Here is an example to show how to make up one consul cluster.
consul-usage
The compute node's status is depending on assembly of multiple interfaces connectivity status, which are retrieved from multiple consul clusters. Then it sends notifition to trigger host failure recovery according to defined HA strategy - host states and the corresponding actions.
Related configurations
This section in masakarimonitors.conf shows an example of how to configure the hostmonitor if you choice monitor driver based on pacemaker.
[host]
# Driver that hostmonitor uses for monitoring hosts.
monitoring_driver = default
# Monitoring interval(in seconds) of node status.
monitoring_interval = 60
# Do not check whether the host is completely down.
# Possible values:
# * True: Do not check whether the host is completely down.

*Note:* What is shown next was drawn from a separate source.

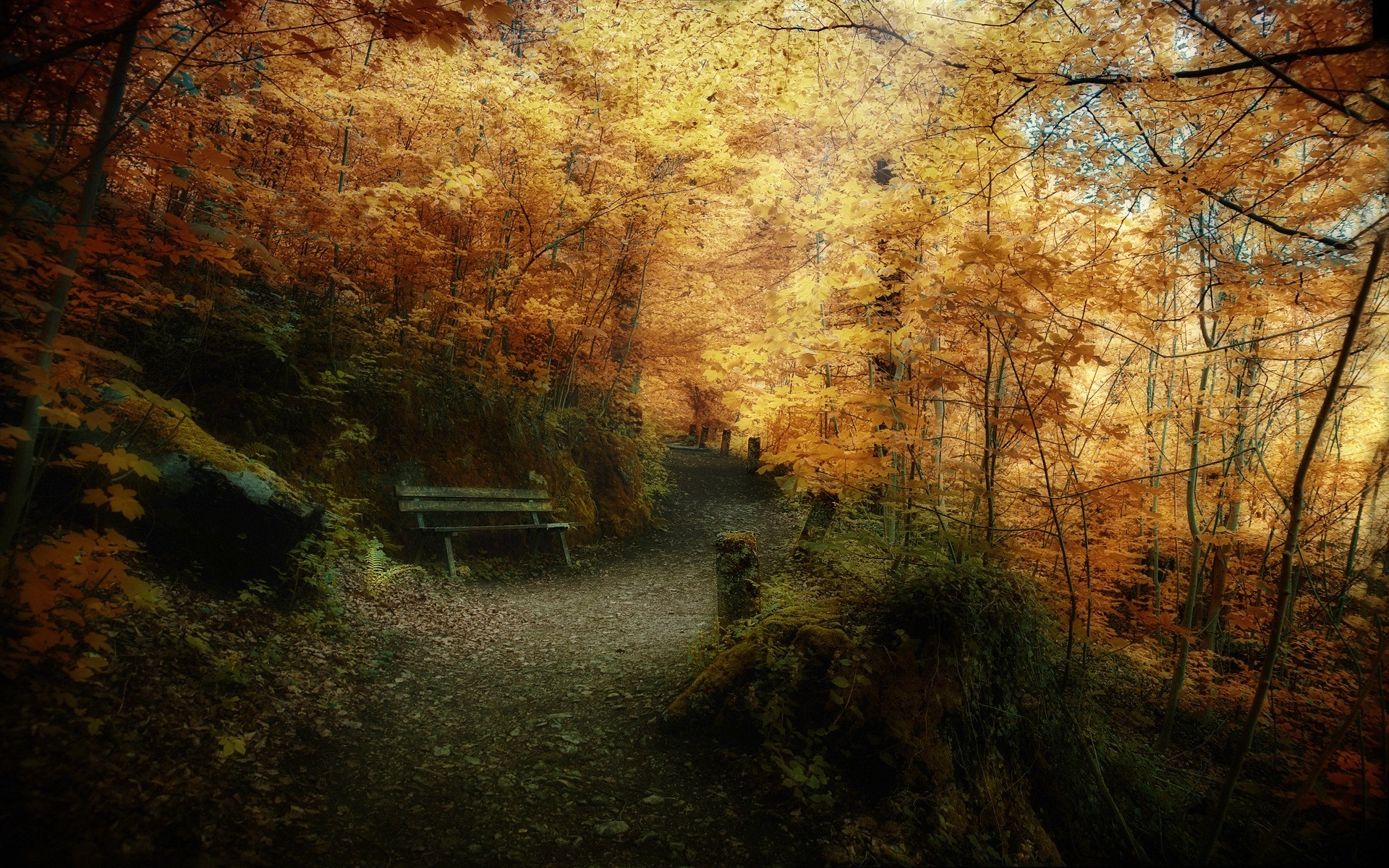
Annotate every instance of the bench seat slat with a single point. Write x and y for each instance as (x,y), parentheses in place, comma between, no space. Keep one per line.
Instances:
(552,525)
(475,506)
(430,490)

# * False: Do check whether the host is completely down.
# If ipmi RA is not set in pacemaker, this value should be set True.
disable_ipmi_check = False
# Timeout value(in seconds) of the ipmitool command.
ipmi_timeout = 5
# Number of ipmitool command retries.
ipmi_retry_max = 3
# Retry interval(in seconds) of the ipmitool command.
ipmi_retry_interval = 10
# Only monitor pacemaker-remotes, ignore the status of full cluster
# members.
restrict_to_remotes = False
# Standby time(in seconds) until activate STONITH.
stonith_wait = 30
# Timeout value(in seconds) of the tcpdump command when monitors
# the corosync communication.
tcpdump_timeout = 5
# The name of interface that corosync is using for mutual communication
# between hosts.
# If there are multiple interfaces, specify them in comma-separated
# like 'enp0s3,enp0s8'.
# The number of interfaces you specify must be equal to the number of
# corosync_multicast_ports values and must be in correct order with
# relevant ports in corosync_multicast_ports.
corosync_multicast_interfaces = enp0s3,enp0s8
# The port numbers that corosync is using for mutual communication
# between hosts.
# If there are multiple port numbers, specify them in comma-separated
# like '5405,5406'.
# The number of port numbers you specify must be equal to the number of
# corosync_multicast_interfaces values and must be in correct order with
# relevant interfaces in corosync_multicast_interfaces.
corosync_multicast_ports = 5405,5406
If you want to use or test monitor driver based on consul, please modify following configration.
[host]
# Driver that hostmonitor uses for monitoring hosts.
monitoring_driver = consul
[consul]
# Addr for local consul agent in management datacenter.
# The addr is make up of the agent's bind_addr and http port,
# such as '192.168.101.1:8500'.
agent_manage = $(CONSUL_MANAGEMENT_ADDR)
# Addr for local consul agent in tenant datacenter.
agent_tenant = $(CONSUL_TENANT_ADDR)
# Addr for local consul agent in storage datacenter.
agent_storage = $(CONSUL_STORAGE_ADDR)
# Config file for consul health action matrix.
matrix_config_file = /etc/masakarimonitors/matrix.yaml
The matrix_config_file
shows the HA strategy. Matrix is
combined by host health and actions. The 'health: [x, x, x]',
repreasents assembly status of SEQUENCE. Action, means which actions it
will trigger if host health turns into, while 'recovery' means it will
trigger one host failure recovery workflow. User can define the HA
strategy according to the physical environment. For example, if there is
just 1 cluster to monitor management network connectivity, the user just
need to configrate $(CONSUL_MANAGEMENT_ADDR)
in consul
section of the hostmontior' configration file, and change the HA
strategy in /etc/masakarimonitors/matrix.yaml
as
following:
sequence: ['manage']
matrix:
- health: ['up']
action: []
- health: ['down']
action: ['recovery']
Then the hostmonitor by consul works as same as the hostmonitor by pacemaker.